亚色视频黄色app下载 graduate wins inaugural Projects for Peace Alumni Award
Human rights and education activist Joseph Kaifala 鈥08, a Sierra Leonean who majored in French and international affairs at 亚色视频黄色app下载, is the inaugural recipient of the Projects for Peace Alumni Award.
A survivor of the 11-year civil war in Sierra Leone, Kaifala has focused his career on peace, human rights, and rebuilding in his home country.
The newly created award grants up to $50,000 in support of the ongoing peacebuilding efforts of a past recipient who demonstrates innovation and persistence in working for peace and transforming conflict.
He has since become the founder and principal of the , which promotes remembrance and shared narratives about Sierra Leone鈥檚 civil war, and he has facilitated the construction of a memorial to that conflict and the marking of mass gravesites for its casualties.
鈥淛oseph leads a life of service. He truly embodies the ideals of Projects for Peace,鈥 says Chloe Jaleel, 亚色视频黄色app下载鈥檚 coordinator of international student services. 鈥溠巧悠祷粕玜pp下载 was honored to nominate Joseph for this recognition, and we are so excited that the Projects for Peace Alumni Award will support his ongoing work to bolster peace and justice in Sierra Leone.鈥
by Projects for Peace and the Kathryn Wasserman Davis Collaborative in Conflict Transformation at Middlebury College.
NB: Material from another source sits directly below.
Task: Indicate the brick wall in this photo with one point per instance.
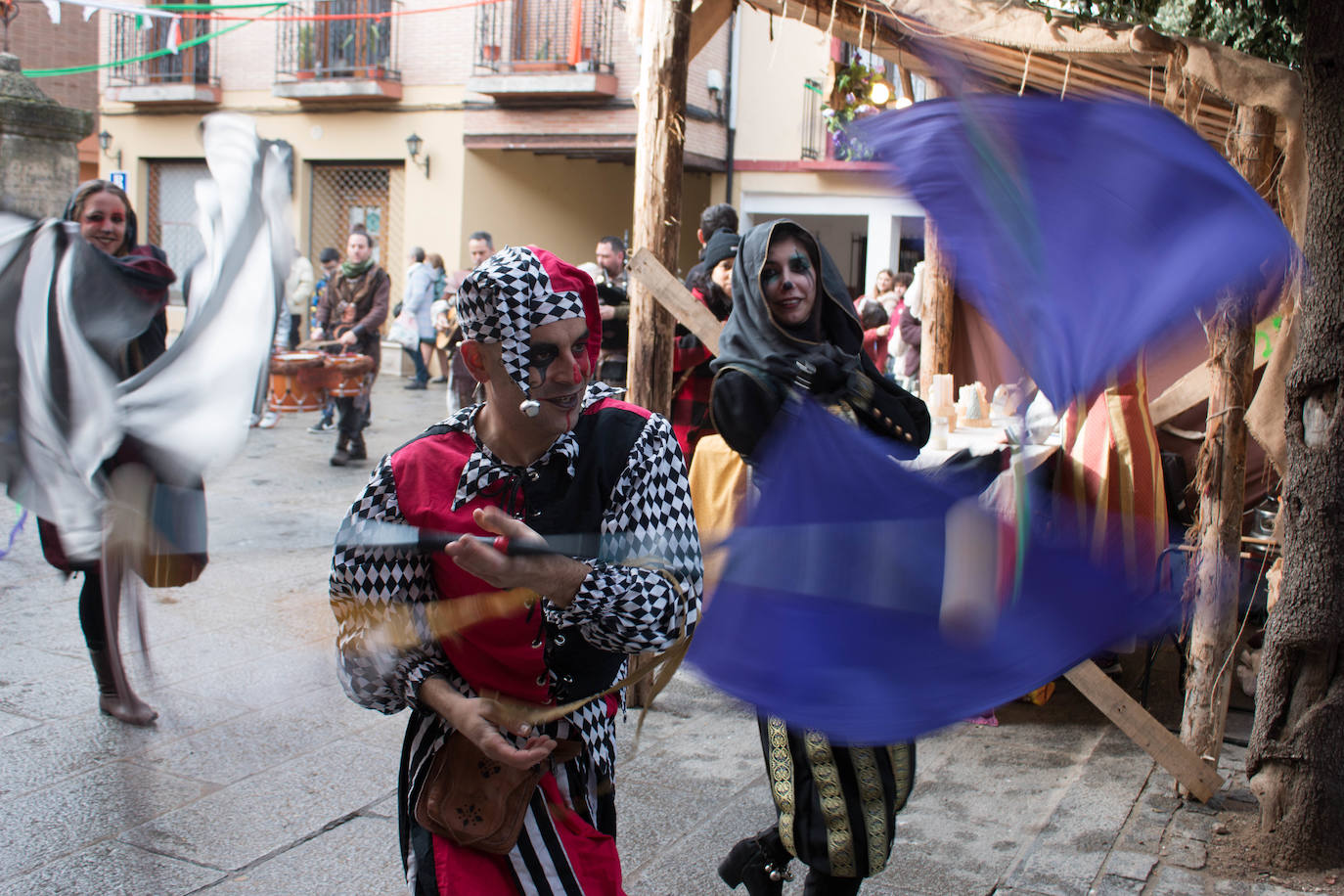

鈥淐hildren were particularly affected by (the civil war in Sierra Leone), many of them conscripted as combatants,鈥 Kaifala said. 鈥淓ducational institutions were used as bases and vandalized. This is why my original Project for Peace was directed toward rebuilding educational infrastructure and providing scholarships to marginalized girls.鈥
In 2018, as part of the Jeneba Project, he led the construction of Sengbe Pieh Girls Excellence Academy, a high school for girls.
鈥淲e have removed many of the obstacles that force girls to drop out or not enroll,鈥 said Kaifala, who earned a master鈥檚 degree in international relations from Syracuse University and a juris doctor from Vermont Law School.
Kaifala plans to use the award to expand opportunities for schoolchildren in Sierra Leone to visit the Civil War Memorial in Lungi. He says it鈥檚 important for students to learn about transitional justice mechanisms 鈥 the ways in which societies respond to legacies of massive and serious human rights violations 鈥 in order to promote a culture of peace and nonviolence.
is a global program that encourages young adults to develop innovative, community-centered, and scalable responses to the world鈥檚 most pressing issues. Each year 100 or more student leaders from participating institutions are awarded a grant in the amount of $10,000 each to implement a Project for Peace anywhere in the world.